Making Stuff Together Is Social Glue

"You can’t easily dehumanize someone when you’re both struggling to get the proportions of a sketch right."

Using community art to heal social polarization and combat misinformation in rural Northern Ontario.

When was the last time you actually spoke to a neighbor instead of just doomscrolling their spicy political takes?

Living in the North means our small town energy is our greatest strength and our biggest liability. Lately, it feels like we’re all vibrating on different frequencies, fueled by whatever garbage the algorithm fed us at 2:00 AM. In places like Thunder Bay or Dryden, the distance between people isn't just measured in kilometers of muskeg; it's measured in the absolute walls we’ve built around our opinions. We’re losing the plot because we’ve forgotten how to see the human across the table. When the local Facebook group becomes a war zone, the actual community—the real-life, breathing version—starts to crumble.
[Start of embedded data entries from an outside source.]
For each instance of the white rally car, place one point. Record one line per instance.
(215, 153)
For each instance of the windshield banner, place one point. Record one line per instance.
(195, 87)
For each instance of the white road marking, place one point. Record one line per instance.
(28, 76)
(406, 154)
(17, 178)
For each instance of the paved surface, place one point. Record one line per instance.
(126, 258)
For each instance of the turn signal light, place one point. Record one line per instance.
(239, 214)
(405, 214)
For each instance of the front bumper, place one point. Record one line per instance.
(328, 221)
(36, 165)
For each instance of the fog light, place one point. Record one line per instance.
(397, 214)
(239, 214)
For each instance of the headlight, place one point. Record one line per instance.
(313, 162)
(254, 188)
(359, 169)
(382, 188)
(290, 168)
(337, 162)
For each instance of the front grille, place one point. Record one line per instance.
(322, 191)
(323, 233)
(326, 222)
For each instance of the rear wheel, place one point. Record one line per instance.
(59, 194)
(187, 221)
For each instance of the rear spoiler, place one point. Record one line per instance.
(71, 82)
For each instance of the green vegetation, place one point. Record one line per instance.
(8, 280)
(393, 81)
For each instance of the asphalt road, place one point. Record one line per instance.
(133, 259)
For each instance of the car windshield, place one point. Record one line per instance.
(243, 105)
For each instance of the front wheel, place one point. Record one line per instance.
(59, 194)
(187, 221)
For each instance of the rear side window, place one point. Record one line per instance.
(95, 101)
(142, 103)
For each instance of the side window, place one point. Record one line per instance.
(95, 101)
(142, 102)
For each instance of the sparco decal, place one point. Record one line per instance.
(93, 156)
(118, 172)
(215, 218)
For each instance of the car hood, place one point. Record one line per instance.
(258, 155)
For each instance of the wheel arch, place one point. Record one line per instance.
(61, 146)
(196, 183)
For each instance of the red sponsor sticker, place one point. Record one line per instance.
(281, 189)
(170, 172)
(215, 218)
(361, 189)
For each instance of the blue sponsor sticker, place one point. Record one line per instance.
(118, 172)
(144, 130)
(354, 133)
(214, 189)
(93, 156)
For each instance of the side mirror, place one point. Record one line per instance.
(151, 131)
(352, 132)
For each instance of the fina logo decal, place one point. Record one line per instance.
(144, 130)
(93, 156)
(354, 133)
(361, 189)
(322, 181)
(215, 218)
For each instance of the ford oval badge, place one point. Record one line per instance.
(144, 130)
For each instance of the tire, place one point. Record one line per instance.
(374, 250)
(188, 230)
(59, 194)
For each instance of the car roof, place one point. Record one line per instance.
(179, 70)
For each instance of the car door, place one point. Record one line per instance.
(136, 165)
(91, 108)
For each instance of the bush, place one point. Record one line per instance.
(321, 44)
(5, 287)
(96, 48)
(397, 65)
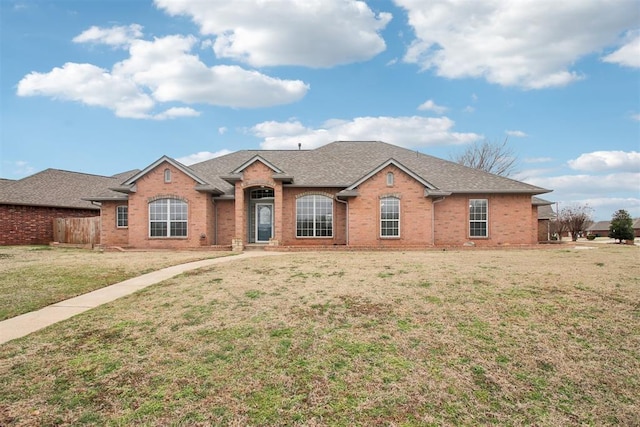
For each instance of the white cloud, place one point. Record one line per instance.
(629, 54)
(516, 133)
(510, 43)
(287, 32)
(590, 184)
(202, 156)
(158, 71)
(538, 159)
(413, 131)
(176, 112)
(117, 36)
(599, 161)
(90, 85)
(429, 105)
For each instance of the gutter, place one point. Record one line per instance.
(346, 203)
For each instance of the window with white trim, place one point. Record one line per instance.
(478, 214)
(122, 216)
(168, 218)
(389, 217)
(314, 216)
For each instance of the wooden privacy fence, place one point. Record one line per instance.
(77, 231)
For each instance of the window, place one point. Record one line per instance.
(261, 193)
(168, 218)
(389, 217)
(314, 216)
(122, 216)
(478, 218)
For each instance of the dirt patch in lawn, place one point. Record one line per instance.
(518, 337)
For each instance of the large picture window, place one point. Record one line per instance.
(389, 217)
(478, 218)
(168, 218)
(122, 216)
(314, 216)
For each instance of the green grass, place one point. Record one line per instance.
(527, 347)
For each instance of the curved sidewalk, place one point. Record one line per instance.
(24, 324)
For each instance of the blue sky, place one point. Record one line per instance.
(103, 87)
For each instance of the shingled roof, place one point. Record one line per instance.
(342, 163)
(57, 188)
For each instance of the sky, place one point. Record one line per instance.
(103, 87)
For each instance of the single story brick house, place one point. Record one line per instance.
(356, 194)
(29, 205)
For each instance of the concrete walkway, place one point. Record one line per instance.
(23, 325)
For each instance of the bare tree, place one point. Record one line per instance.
(496, 158)
(574, 219)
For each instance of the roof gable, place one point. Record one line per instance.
(260, 159)
(396, 164)
(164, 159)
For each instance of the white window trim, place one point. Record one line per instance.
(314, 217)
(118, 216)
(397, 199)
(168, 220)
(486, 221)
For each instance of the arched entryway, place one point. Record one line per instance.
(260, 214)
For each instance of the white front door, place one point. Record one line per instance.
(264, 222)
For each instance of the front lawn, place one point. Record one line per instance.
(32, 277)
(513, 337)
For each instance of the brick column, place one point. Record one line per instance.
(278, 221)
(240, 223)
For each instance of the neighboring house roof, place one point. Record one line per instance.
(604, 225)
(600, 226)
(342, 164)
(56, 188)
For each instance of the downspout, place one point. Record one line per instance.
(347, 219)
(433, 219)
(215, 222)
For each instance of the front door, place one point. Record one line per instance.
(264, 222)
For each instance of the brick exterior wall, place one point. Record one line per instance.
(424, 221)
(151, 187)
(511, 220)
(289, 219)
(415, 211)
(33, 225)
(110, 234)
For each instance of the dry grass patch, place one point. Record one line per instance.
(32, 277)
(537, 337)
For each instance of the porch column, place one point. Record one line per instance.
(278, 223)
(237, 245)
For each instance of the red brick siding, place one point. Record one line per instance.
(152, 186)
(33, 225)
(224, 223)
(511, 221)
(110, 234)
(289, 238)
(415, 211)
This is where the arts actually do the heavy lifting, and no, I don’t mean some high-concept installation that nobody understands. I’m talking about the raw, gritty work of making things together in a room. Whether it's a community mural, a zine-making workshop, or a tiny music fest, art forces us to exist in a shared reality. You can’t easily dehumanize someone when you’re both struggling to get the proportions of a sketch right or trying to harmonize a difficult bridge. It creates a third space where the goal isn't to win an argument, but to build something that didn't exist ten minutes ago.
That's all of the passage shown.